Lance WhitneyContributing Writer
Lance Whitney is a freelance technology writer and trainer and a former IT professional. He's written for Time, CNET, PCMag, and several other publications. He's the author of two tech books--one on Windows and another on LinkedIn.
Verizon Fios customers will now start seeing a hefty boost in their upload speeds.
As of Monday, Fios subscribers will begin receiving "symmetrical" connections, meaning their upload speeds will match their download speeds, at no additional cost, the company has announced.
Typically, upload speeds are much slower than those for downloading based on the old premise that users download more and larger content than they upload. But the online world has changed, and people are increasingly uploading hefty videos, photos, work projects, and other content that require a beefier upload speed. Verizon's move is also aimed to compete against the cable industry, which faces challenges in increasing Internet upload speeds beyond a certain threshold, said The Wall Street Journal.
For example, a current Fios tier that provides 50 megabits per second on the downstream and 25 Mbps on the upstream will double the upstream speed to 50 Mbps.
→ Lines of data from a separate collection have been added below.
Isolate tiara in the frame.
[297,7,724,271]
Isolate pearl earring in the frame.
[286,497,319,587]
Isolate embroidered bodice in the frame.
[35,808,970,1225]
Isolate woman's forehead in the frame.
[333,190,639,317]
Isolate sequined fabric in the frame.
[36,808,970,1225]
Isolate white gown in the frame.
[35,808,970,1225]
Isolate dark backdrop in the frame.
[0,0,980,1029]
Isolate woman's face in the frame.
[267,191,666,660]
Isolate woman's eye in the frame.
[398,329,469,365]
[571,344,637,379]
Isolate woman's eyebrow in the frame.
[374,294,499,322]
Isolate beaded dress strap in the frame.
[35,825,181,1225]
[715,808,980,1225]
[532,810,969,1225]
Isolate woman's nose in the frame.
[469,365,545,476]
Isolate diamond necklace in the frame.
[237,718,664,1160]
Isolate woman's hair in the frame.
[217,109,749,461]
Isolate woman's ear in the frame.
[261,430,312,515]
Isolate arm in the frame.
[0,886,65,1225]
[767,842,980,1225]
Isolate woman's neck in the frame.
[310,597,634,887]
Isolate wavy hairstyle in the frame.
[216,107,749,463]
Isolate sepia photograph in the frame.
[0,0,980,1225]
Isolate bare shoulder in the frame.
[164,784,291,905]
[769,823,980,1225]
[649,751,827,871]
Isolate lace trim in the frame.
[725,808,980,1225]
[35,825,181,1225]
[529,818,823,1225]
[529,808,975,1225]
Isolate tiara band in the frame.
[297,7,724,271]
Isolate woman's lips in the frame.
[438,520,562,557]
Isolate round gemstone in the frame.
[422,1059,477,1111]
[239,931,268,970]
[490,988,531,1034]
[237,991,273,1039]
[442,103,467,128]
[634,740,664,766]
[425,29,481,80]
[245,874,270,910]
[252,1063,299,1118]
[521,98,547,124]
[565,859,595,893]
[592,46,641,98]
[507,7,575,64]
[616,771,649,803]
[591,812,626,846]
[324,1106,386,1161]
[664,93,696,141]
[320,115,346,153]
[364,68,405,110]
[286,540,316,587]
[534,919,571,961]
The highest tier, which offers 500 Mbps on the upstream and 100 Mbps on the upstream, will bump the upstream to 500 Mbps.
How will those speed boosts translate into real tasks? According to Verizon, a true 50 Mbps upload will let you transfer a 4-minute video in 4.8 seconds and a 3GB 1-hour HD movie in 8.2 minutes. A 500 Mbps upload will transfer that 4-minute video in half a second and that 3GB movie in 49.2 seconds. Those estimates assume the maximum transfer rate possible. Internet traffic and other conditions typically limit the speed to somewhat less than the maximum.
Today, we are content creators, gamers, memory-makers and teleworkers. We upload home videos onto YouTube, post image-centric status updates on Facebook, share recipes and bedroom designs on Pinterest and upload family photos to Shutterfly for relatives to download later.
This is the latest version of Internet speeds: We aren't just downloaders, we're uploaders, too. Upload activity on the FiOS network is expected to double by 2016, according to Verizon forecasts. Consider that even today Facebook users are uploading more than 350 million photos per day.
This brave new Internet requires a more complete Internet experience; one that values upload speeds every bit (pun intended) as much as download speeds.
Verizon has also seen slower growth in overall Fios TV and broadband subscriptions, according to the Journal, as the number of customer additions fell to 98,000 during the first quarter of 2014 from 188,000 during the same quarter last year. Verizon's Fios customers number just over 6 million.
The money required to increase the upload speeds was described by Robert Mudge, Verizon's president of consumer and mass business markets, as an "almost insignificant investment" for Fios.
The upgrade to the upload speeds will continue throughout the fall, according to Verizon. Fios customers will receive the speed boost automatically. The initial rollout will reach those who've enrolled in Verizon's customer loyalty My Rewards+ program. Those not enrolled in the program will have to wait longer.